Conforme o advogado da família, Luís Gustavo Janiszewski, a nova necropsia poderia acabar com qualquer dúvida sobre o confronto de informações que está ocorrendo entre Instituto de Criminalística, Instituto Médico Legal (IML) e Polícia Civil. "Os únicos que não têm informações são os familiares. Um novo exame poderia trazer novas provas e indícios físicos que forneçam mais informações para a investigação, inclusive para a solução do caso", disse.

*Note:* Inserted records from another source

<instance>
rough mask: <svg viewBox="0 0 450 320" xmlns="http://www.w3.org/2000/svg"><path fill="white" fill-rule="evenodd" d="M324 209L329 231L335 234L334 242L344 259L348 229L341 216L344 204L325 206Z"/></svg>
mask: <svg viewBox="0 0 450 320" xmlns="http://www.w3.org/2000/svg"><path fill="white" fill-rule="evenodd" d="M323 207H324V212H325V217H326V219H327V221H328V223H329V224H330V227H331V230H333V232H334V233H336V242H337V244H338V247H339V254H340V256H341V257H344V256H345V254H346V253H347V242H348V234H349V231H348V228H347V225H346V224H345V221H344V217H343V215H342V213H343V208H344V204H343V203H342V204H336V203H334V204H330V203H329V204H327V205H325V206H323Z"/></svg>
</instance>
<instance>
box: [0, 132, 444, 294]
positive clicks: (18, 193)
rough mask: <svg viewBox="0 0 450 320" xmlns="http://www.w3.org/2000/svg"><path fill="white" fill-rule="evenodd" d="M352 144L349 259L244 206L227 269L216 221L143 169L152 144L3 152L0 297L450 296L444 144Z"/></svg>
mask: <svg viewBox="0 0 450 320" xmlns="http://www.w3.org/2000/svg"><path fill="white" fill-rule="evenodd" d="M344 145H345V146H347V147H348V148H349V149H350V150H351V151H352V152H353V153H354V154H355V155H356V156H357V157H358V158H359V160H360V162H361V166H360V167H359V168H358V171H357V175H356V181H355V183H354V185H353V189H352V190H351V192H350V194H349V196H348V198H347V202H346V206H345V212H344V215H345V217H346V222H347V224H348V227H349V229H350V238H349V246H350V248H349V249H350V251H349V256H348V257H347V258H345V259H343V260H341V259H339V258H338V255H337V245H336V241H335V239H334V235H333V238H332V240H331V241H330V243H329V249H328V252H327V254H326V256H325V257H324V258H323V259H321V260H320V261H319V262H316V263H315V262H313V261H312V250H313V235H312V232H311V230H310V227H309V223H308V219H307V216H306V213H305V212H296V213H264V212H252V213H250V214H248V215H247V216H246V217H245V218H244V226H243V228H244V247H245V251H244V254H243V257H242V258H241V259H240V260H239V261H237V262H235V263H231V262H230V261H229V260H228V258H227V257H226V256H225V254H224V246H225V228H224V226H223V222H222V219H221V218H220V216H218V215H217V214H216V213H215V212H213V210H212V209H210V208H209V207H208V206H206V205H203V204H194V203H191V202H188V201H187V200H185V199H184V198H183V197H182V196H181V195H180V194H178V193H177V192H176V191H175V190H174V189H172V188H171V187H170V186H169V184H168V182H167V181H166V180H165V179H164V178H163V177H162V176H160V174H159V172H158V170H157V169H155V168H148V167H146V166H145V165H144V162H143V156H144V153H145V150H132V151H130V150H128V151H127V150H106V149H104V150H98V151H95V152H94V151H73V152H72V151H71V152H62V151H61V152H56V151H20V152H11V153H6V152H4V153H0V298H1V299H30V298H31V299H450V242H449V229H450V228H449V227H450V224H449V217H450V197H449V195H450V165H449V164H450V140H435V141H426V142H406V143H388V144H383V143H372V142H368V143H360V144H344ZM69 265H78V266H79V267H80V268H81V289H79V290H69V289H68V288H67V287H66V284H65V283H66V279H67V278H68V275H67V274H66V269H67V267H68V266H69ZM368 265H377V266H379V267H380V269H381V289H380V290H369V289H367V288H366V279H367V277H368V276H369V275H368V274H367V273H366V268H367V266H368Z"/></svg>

Tayná desapareceu na noite de 25 de junho no bairro São Dimas, em Colombo, por volta das 20 horas. Na tarde do dia 28, o corpo da adolescente foi encontrado em um poço localizado em um terreno baldio. Após a perícia, foi constatada morte por estrangulamento. O Instituto de Criminalística também apontou que no corpo não havia indícios de violência sexual.

MPPR
Até a próxima sexta-feira, o Ministério Público do Paraná (MPPR) pode oferecer denúncia sobre o caso ou acatar o pedido da Polícia Civil de prorrogação do prazo para concluir o inquérito. O delegado responsável pelas investigações, Guilherme Rangel, solicitou pelo menos mais 30 dias para concluir os trabalhos. A investigação foi reiniciada no dia 15 de julho, após determinação da Secretaria Estadual de Segurança Pública (Sesp).